Helpful tips you have a relative with memory loss:

  1. Realize that their perception of a holiday event is altered. Their ability to remember names, mingle, accurately see and hear things may be impaired. A lot.
  2. If your relative says “no thanks” to the annual events you are doing, understand and honor doing something smaller or at their home, rather than at another’s home or doing nothing.  For some people with dementia, a party can be overwhelming, even when they enjoyed the parties in the past.
  3. They may react badly once they are there and want to leave. The stimuli of a room full of people can blow a person away. This can happen even if you don’t have dementia, right?
  4. Tell family ahead of time that you’re coming BUT may need to take your loved one home early. Apologize if this affects their food count, table setting, etc., but you’re going to have to play things by ear.

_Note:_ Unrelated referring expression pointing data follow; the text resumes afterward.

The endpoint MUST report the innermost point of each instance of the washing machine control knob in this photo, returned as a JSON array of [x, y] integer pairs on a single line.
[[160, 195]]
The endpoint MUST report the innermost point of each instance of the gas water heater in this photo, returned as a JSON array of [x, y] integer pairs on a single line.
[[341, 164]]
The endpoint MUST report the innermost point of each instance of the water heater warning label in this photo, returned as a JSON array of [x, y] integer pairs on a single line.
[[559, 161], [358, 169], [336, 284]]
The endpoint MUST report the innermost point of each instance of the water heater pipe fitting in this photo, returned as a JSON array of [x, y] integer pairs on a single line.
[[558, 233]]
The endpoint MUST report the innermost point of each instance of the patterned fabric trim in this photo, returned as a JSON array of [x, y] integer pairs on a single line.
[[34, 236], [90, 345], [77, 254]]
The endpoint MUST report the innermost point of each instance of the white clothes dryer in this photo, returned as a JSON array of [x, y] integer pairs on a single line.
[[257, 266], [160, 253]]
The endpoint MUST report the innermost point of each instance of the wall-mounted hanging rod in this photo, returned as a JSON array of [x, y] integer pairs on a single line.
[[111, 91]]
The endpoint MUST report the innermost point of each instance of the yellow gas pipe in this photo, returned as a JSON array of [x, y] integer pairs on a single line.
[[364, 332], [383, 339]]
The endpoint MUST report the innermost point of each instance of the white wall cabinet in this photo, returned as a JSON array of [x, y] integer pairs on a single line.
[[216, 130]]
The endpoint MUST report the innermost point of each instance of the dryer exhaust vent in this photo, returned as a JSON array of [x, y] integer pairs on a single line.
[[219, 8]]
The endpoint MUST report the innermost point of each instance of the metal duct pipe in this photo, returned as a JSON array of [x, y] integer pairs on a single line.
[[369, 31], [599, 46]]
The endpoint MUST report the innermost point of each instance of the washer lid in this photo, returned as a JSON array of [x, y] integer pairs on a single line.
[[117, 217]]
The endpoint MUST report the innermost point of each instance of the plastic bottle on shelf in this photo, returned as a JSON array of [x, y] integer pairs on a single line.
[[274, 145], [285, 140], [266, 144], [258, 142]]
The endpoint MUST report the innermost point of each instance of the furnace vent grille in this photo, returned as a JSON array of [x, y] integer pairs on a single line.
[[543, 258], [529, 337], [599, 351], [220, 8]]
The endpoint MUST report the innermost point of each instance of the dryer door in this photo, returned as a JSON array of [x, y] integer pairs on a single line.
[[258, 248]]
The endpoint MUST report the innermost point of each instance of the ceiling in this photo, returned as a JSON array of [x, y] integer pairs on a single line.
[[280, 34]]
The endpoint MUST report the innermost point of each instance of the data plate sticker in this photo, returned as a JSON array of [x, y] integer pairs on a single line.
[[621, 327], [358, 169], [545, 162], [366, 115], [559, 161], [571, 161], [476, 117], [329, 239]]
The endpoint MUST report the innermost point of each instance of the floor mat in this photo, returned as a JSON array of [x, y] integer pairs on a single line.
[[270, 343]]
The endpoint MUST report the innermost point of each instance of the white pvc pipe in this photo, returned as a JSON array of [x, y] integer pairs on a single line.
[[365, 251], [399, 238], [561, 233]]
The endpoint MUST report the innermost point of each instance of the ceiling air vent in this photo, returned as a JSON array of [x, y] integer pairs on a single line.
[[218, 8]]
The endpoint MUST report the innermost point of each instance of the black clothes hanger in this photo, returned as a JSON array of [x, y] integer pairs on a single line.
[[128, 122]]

  5. Music can be comforting and enable your loved one to calm down and stay for dinner. Try singing familiar songs. No guarantees.
  6. Roll with the changes and realize this holiday season may be different from years before, which may make you sad as you adjust to the new normal. On the other hand, it may be different in a good way, a way that is less stressful as you don’t struggle to have the holidays go a certain way. Heck, your loved one may be more easy going.
  7. Stay in a quieter area of the house to keep interactions low key. However, if your loved one still can’t tolerate all the people, immediately reduce the number around the person until they seem comfortable or just leave the party. The comfort of your loved one is paramount.